Perhaps the most important breakthrough of delta receptor biology came with the first cloning of the opioid receptor. Chris Evans and Brigitte Kieffer simultaneously reported the cloning of the delta receptor, the first one to be cloned, and this led to the confirmation of the existence of receptor in mouse and rat tissues. Henry Yamamura and his colleagues ultimately reported the identification of the human delta receptor. These studies also led to the important identification of distribution of the receptor in the nervous system initially through autoradiography and later through the elegant development of antibodies for the receptor by Robert Elde and Tomas Hokfelt. These, and other, investigators have extensively characterized the receptor in primary afferent fibers, in the spinal dorsal horn, and in the brain. Others confirmed the existence of the delta receptor in the submucous plexus of the gastrointestinal tract.

The understanding of the molecular and cellular signal transduction mechanism is well advanced for the delta receptor. The delta receptor belongs to the superfamily of the G-protein-coupled receptors (GPCR). Through the coupling of various G-proteins, the activation of the delta receptor can lead to the modulation of phospholipase C (PLC), adenylyl cyclase, ion channels, and mitogen-activating protein kinases (MAP kinase), and eventually a variety of cellular and neuronal functions including neurotransmitter release. The fate of the delta receptor in the cell membrane is also well studied by Ping Yi Law, Horace Low, and colleagues. Similar to other G-protein-coupled receptors, upon the activation of delta receptor by its agonists, the receptor molecule can be internalized and degraded through endosomes, lysosomes, and proteosomes; some receptors may recycle back to the cell surface. Molecular components responsible for receptor trafficking have also been fully studied and documented in the literature.

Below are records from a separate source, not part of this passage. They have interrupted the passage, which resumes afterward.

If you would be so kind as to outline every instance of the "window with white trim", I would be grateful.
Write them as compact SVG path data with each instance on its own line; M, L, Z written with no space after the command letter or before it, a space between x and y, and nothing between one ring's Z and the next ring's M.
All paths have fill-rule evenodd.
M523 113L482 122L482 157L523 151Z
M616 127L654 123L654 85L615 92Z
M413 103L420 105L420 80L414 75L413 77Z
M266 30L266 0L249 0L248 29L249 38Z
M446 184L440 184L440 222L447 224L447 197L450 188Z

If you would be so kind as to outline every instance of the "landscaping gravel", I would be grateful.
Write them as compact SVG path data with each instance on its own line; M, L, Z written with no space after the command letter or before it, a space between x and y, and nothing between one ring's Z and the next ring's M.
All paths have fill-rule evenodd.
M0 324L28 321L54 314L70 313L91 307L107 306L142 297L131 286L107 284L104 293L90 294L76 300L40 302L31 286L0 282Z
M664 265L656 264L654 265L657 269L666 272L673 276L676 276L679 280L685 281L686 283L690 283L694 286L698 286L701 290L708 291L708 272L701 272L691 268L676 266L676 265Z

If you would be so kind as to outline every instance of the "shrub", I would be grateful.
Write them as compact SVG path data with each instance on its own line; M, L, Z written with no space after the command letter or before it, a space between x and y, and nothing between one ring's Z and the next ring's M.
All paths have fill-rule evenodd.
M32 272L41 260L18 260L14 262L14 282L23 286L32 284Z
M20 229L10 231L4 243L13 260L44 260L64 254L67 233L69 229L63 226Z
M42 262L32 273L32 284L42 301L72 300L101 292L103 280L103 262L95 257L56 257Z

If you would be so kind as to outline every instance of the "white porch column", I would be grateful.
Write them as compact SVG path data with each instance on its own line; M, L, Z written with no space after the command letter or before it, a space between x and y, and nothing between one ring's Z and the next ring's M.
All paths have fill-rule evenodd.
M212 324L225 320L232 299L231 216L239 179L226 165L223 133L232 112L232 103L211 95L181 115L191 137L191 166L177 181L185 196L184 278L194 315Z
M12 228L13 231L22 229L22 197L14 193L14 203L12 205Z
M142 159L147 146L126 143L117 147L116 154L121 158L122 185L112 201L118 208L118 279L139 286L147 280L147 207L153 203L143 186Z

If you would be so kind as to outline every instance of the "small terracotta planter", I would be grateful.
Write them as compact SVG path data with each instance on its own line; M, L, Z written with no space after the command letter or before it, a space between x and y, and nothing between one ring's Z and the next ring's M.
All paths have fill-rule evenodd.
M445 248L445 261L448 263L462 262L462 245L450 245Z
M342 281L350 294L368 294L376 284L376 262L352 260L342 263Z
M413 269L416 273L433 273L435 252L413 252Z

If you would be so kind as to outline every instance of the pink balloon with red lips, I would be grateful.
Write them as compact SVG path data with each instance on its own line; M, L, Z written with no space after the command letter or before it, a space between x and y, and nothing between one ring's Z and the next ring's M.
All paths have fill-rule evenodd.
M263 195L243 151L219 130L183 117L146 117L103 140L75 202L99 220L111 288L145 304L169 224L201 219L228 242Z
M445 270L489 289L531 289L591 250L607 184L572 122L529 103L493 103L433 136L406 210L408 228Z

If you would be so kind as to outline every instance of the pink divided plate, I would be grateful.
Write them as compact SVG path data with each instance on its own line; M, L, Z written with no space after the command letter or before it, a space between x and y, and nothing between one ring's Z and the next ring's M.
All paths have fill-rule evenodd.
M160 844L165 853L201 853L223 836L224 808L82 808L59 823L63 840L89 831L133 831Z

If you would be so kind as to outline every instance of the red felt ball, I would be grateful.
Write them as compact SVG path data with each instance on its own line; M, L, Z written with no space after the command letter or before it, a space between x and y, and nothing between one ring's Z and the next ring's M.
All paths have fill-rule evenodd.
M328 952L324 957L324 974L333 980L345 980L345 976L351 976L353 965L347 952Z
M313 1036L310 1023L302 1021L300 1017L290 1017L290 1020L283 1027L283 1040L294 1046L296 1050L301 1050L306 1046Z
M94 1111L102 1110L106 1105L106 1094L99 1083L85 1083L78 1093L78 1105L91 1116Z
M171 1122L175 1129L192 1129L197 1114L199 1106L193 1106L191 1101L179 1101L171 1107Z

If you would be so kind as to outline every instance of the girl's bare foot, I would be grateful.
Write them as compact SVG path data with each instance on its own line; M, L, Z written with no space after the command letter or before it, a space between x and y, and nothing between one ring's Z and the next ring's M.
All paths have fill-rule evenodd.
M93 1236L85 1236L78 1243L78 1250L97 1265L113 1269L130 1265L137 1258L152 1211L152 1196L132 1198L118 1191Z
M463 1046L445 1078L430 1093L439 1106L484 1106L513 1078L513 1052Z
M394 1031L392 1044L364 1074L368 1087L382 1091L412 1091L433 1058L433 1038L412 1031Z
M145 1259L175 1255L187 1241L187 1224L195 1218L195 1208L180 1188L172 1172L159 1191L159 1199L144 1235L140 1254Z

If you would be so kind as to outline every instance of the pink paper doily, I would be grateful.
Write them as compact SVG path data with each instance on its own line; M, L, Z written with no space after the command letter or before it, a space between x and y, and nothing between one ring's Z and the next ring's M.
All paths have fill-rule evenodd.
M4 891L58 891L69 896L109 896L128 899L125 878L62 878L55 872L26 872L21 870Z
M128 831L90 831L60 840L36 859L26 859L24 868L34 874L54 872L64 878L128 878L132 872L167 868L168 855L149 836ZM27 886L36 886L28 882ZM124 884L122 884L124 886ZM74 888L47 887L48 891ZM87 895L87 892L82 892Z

The physiology and function of the delta receptor has slowly begun to emerge. It is now clear that activation of the receptor produces analgesia and antihyperalgesia. The latter seems especially important given changes in its trafficking and distribution during pathological pain states. Agonists at the delta receptor have been shown to act synergistically with those acting at the mu opioid receptor to produce enhanced states of antinociception with reduced side effect profiles. The co-administration of delta opioid agonists with mu opioid agonists inhibits the development of tolerance to the antinociceptive effect of mu opioid agonists.

Interactions between and among different types of opioid receptors have been documented in many in vivo and in vitro studies. The pharmacological significance of these interactions has also slowly emerged. Therapeutic indications beyond analgesia have emerged too. Delta agonists were recently shown by James Woods and his colleagues to possess antidepressant activity in animal models. The discovery of the presence of the delta receptor in cardiac myocytes led to the exploration by Garrett Gross and his colleagues of a cardioprotective role of the delta agonist against ischemic heart insults such as heart attacks. Other potential therapeutic applications are also implied for gastrointestinal disorders, bladder function, and immunomodulation. Availability of the pharmacophore structure of nonpeptide delta agonists such as BW373U86 and SNC80, and delta antagonists such as naltrindole, have facilitated the synthesis of a large number of new nonpeptide ligands. Explorations of the uses of these newly synthesized nonpeptide ligands in the previously mentioned potential therapeutic applications are underway. We are anticipating multiple major advances in the therapeutic applications of delta compounds in the future beyond analgesia.

This book is thus relevant to all with an interest in the delta receptor and receptor-related ligands, pharmacology, and physiology. We hope that it stimulates a broad readership in both the academic world and the pharmaceutical industry.

It would not have been possible to publish this book without the contributions of the authors of all the chapters, and we would like to express our thanks and gratitude to them.